Verifying Data From an ElasticSearch Instance Working With Magento 2

Elasticsearch is a powerful search engine and database that is often used in web development to provide fast and accurate search results. It is built on top of the Apache Lucene library, and is known for its ability to handle large volumes of data and provide fast search performance.

In Magento 2, Elasticsearch is used as the default search engine for the e-commerce platform. It provides advanced search capabilities, including full-text search, faceted search, and geospatial search, and can be easily integrated into Magento 2 using the Elasticsearch module.

One of the main benefits of using Elasticsearch in Magento 2 is its ability to handle large volumes of data efficiently.
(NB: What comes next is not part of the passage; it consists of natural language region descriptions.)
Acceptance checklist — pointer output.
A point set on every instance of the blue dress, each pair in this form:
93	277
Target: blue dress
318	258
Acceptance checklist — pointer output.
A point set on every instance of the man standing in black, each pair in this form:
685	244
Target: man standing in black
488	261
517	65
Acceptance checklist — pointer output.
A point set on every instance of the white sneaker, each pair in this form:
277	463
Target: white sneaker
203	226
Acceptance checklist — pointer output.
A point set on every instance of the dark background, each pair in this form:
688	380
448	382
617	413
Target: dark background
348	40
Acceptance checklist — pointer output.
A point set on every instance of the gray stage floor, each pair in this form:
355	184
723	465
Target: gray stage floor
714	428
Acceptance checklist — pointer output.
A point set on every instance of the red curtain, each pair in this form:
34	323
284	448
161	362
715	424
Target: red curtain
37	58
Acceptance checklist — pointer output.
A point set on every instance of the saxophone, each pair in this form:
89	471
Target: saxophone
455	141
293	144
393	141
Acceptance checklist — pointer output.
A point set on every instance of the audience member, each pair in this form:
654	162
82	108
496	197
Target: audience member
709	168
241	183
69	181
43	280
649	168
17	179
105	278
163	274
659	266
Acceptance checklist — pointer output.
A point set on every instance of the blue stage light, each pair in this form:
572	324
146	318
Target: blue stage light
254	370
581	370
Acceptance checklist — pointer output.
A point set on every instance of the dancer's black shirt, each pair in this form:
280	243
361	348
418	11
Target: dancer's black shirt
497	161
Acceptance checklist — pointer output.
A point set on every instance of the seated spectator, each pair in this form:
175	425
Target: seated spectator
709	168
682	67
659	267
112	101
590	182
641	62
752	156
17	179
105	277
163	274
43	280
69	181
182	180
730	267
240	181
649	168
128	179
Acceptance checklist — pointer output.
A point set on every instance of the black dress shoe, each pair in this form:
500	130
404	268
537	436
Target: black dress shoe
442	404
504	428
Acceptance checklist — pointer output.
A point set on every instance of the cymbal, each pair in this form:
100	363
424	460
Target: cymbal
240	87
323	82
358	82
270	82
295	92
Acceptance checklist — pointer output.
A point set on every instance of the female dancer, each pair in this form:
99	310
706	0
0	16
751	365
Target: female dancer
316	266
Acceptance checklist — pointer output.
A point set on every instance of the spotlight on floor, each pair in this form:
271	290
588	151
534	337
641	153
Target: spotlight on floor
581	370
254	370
This is especially important for e-commerce websites, which often have large catalogs of products and need to provide fast and accurate search results to customers. Elasticsearch also offers powerful features like faceted search and geospatial search, which can be useful for e-commerce websites that need to provide customers with advanced search options.

How does Magento store index data?

Can I retrieve ElasticSearch index data?

How do I debug ElasticSearch data?

How do I read product data from ElasticSearch in Magento2?
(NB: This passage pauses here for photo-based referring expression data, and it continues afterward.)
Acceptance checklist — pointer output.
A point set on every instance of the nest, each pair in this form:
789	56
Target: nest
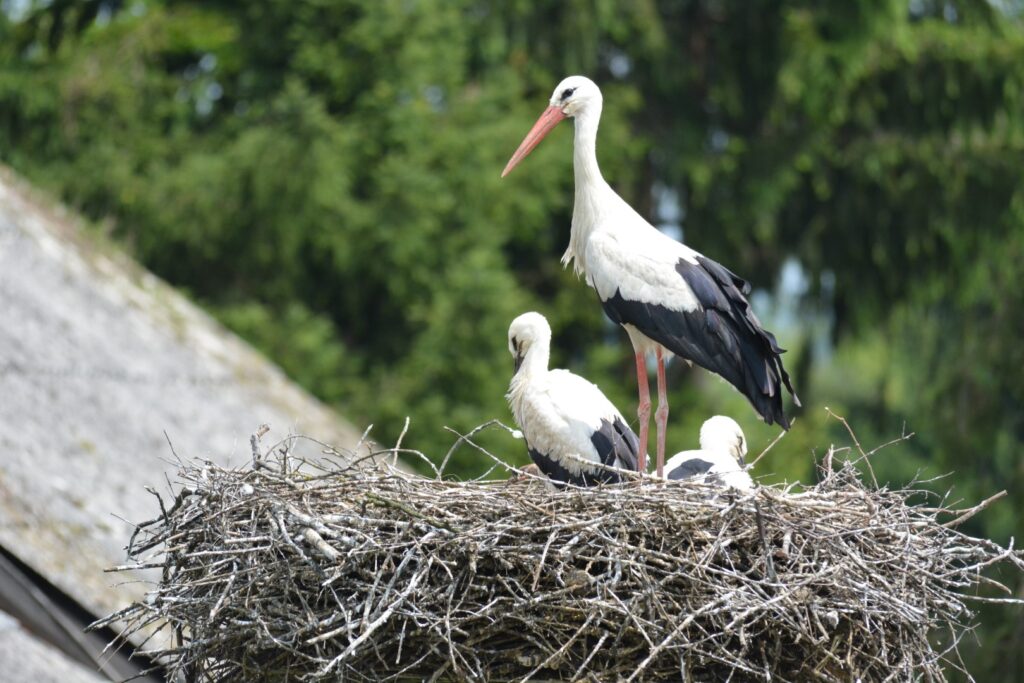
288	572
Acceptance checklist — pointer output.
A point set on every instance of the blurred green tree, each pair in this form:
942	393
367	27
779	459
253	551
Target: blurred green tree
324	176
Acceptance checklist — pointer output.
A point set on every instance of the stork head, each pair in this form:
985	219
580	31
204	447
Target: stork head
574	96
724	435
528	331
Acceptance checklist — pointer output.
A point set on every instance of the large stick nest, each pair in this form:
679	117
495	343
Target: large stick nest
285	572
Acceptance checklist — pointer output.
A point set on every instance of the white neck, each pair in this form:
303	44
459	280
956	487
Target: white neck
591	187
536	363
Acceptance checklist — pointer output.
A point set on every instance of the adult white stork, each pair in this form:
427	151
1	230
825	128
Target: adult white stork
671	299
564	419
720	459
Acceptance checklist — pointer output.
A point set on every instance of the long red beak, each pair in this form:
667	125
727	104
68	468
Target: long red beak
548	120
Magento uses Elasticsearch to store index data, which is used to power the search function on the e-commerce system. If the indexed data is incorrect, it can cause problems with the display of products in the frontend, such as missing or incorrect information being shown. This can be especially frustrating for customers and can negatively impact their shopping experience.

One common reason for indexed data to be incorrect is when new product attributes are added to the website. If these attributes are not properly indexed, they may not be included in the search results, leading to incomplete or inaccurate search results. In this case, it can be difficult to pinpoint the cause of the problem without properly analyzing the indexed data and the search function itself. This process of troubleshooting and identifying the root cause of an issue pretty much amounts to “guesswork.”

Why is my product not visible in Magento2?

Why is my product not visible in the category?

Why is my new Magento2 product attribute not visible?

However, it is easy to read or delete the indexed data from the ElasticSearch instance. With some simple curl requests on the command line you can query the indexed data.

Note: If authentication is required on the ElasicSearch server, then I recommend the following. link: https://www.elastic.co/guide/en/elasticsearch/reference/current/http-clients.html. This explains how to log in to the ElasticSearch server via curl.

The command

curl localhost:9200/_cat/indices?v

first lists all known indexes stored in ElasticSearch. In the example we assume that the ElasticSearch instance is running locally. In a docker setup, instead of “localhost”, we would use e.g. the docker hostname “elasticsearch”.

The command produces output like this:

yellow open magento_en_thesaurus_20220708_071129 SkZIa-TITaCAHf1s2Re2cg 1 2 0 0 226b 226b
green open .geoip_databases jZnTTcWtR7SdcP_GVwLKNg 1 0 40 40 37.9mb 37.9mb
yellow open magento_en_catalog_category_20220708_071123 nA_GCdhsR4SeFSlG0qUoAw 1 2 121 0 1mb 1mb
yellow open magento_en_catalog_product_20220708_071115 wOBOlZKvRFSZhsfZ8FE0qw 1 2 106 0 130kb 130kb

From this list we can read the index names. Depending on where you think the problem is you have to look at either category (“catalog_category”) or product (“catalog_product”) data. We’re debugging the search functionality, so we’re looking at the category data.

With the following call we can read the data of a specific product from this index based on the SKU. The SKU is passed as a parameter of the “query” (in the example below “123456789”).

curl -XPOST -H 'Content-Type: application/json' localhost:9200/magento_en_catalog_category_20220708_071123/_search?pretty=true -d'
{
    "query": {
        "query_string": {
            "query": "123456789"
        }
    }
}'

Now, you see all the data Elasticsearch uses for category display and search. You can check if the data is complete. If it’s not, you found your problem. If everything is there, you probably have a problem with some custom code in the webshop.

How do I reset the index?

You can re-create the indexes by calling

bin/magento indexer:reindex

on the command line. Strangely, that did not always solve my problems. In that case it’s necessary to go “nucular” on the index.

Getting rid of an index can be done via curl as well. The following command tells ElasticSearch to delete all indexes:

curl -XDELETE localhost:9200/*

After that you need to do

bin/magento indexer:reindex

and now all the data should be there.